Lives saved with vaccination for 10 pathogens across 112 countries in a pre-COVID-19 world
Peer review process
This article was accepted for publication as part of eLife's original publishing model.
History
- Version of Record published
- Accepted
- Received
Decision letter
-
Margaret StanleyReviewing Editor; University of Cambridge, United Kingdom
-
Diane M HarperSenior Editor; University of Michigan, United States
-
Kate SoldanReviewer
In the interests of transparency, eLife publishes the most substantive revision requests and the accompanying author responses.
Acceptance summary:
This is an important study. The methodology is robust, the data is robust. The results are of central importance in establishing the impact of vaccination prior to the Covid 19 pandemic with robust estimates of deaths averted or in vaccinated individuals in the time periods 2000-2019 or deaths which would be averted 2020-2030 and 2000-2030, emphasizing the importance of the achievements of vaccination activities to date and the need to sustain existing vaccination programmes.

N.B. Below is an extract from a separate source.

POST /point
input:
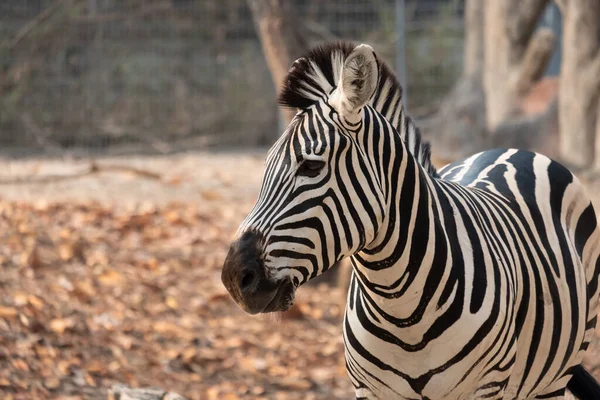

Decision letter after peer review:
Congratulations, we are pleased to inform you that your article, "Lives saved with vaccination for 10 pathogens across 112 countries in a pre-COVID-19 world", has been accepted for publication in eLife. Your article has been reviewed by 3 peer reviewers, one of whom is a member of our Board of Reviewing Editors, and the evaluation has been overseen by a Senior Editor. The reviewers have opted to remain anonymous.
Reviewer #1:
Toor, Echeverria-Londono, Li et al., have delivered an ambitious and excellent collation and summary of complex mathematical models in order to estimate the impact of vaccination for 10 pathogens across 112 countries, representing the vast majority of the impact on vaccine preventable infectious disease worldwide.
Besides being a product of a comprehensive group of expert contributors, the application of a new method to quantify the impact of vaccination (lifetime impact attributable to a single year of activity) is a strength, as this gives a motivating assessment of impact.
The manuscript is well written throughout. It is also comprehensive and uses appendixes well to share more detailed content. One exception to this is a lack of content about the epidemiological assumptions of the models. Even if these are in Appendix B2, some description would be helpful in the text.
The authors address comparison with other work with similar ambitions very well.
The following two suggestions for additions to the discussion could improve the paper, if the authors and editors agree:
– The presentation of the findings as numbers of lives saved is impressive but is not put into context. Could the communication be strengthened by putting the estimates of lives saved into some context, either as a percentage of all deaths, or of lives lost due to these pathogens, or compared to lives saved by other healthcare interventions, for all ages and/or for under 5s? 98 million lives sounds like a great deal – but what percentage of infectious disease mortality (or just due to these pathogens) is this?
– Following on from the point above, could there be some mention in discussion of the potential for saving more lives in the 2020-2030 period through the introduction of other vaccines (COVID and other)? Unquantified is fine. It would be of interest to readers to know if there are any other vaccines approaching implementation that will likely reduce mortality due to infectious diseases even further during this time period. Possibly this is an extension to the project that is in progress? If so, that could be said?
– I could not find/access appendix B2 (apologies if my technical failing) – is this where the epi details are presented? Even if so, I think these need more prominence in the paper, as a key part of the basis for the impact of the vaccination activity that is described. And some discussion of the limitations in these parameters – across the models – as I imagine data for epidemiological parameters from some counties was generalised to others? And or was more reliable for some counties/models.
Reviewer #2:
This study reports data from the Vaccine impact modelling consortium (VIMC) on disease burden and estimate of vaccine impact in 112 countries against 10 pathogens hepatitis B (HepB), Haemophilus influenzae type b (Hib), human papillomavirus (HPV), Japanese encephalitis (JE), measles, Neisseria meningitides serogroup A (MenA), Streptococcus pneumoniae (PCV), rotavirus (Rota), rubella and yellow fever (YF). The data presented is an attempt by the VIMC to estimate the impact (number of lives saved) of a specific year's vaccination activities followed over the lifetime of those vaccinated. The strengths of the study are the use of 21 mathematical models -2 models per pathogen. The models vary in type and complexity giving a robustness to the data but also reflects the uncertainties inherent in the modelling of disease risks.
This is an important study. The methodology is robust, the data is robust. The results are of central importance in establishing the impact of vaccination prior to the Covid 19 pandemic with robust estimates of deaths averted or in vaccinated individuals in the time periods 2000-2019 or deaths which would be averted 2020-2030 and 2000-2030, emphasizing the importance of the achievements of vaccination activities to date and the need to sustain existing vaccination programmes.
The manuscript is lucid and well written. This is a complex subject to communicate but the authors succeed.
This is a clear exposition of a complex but crucial topic. The authors have critically assessed the data and the methodologies and the limitations of methods and the uncertainties of modelling are addressed.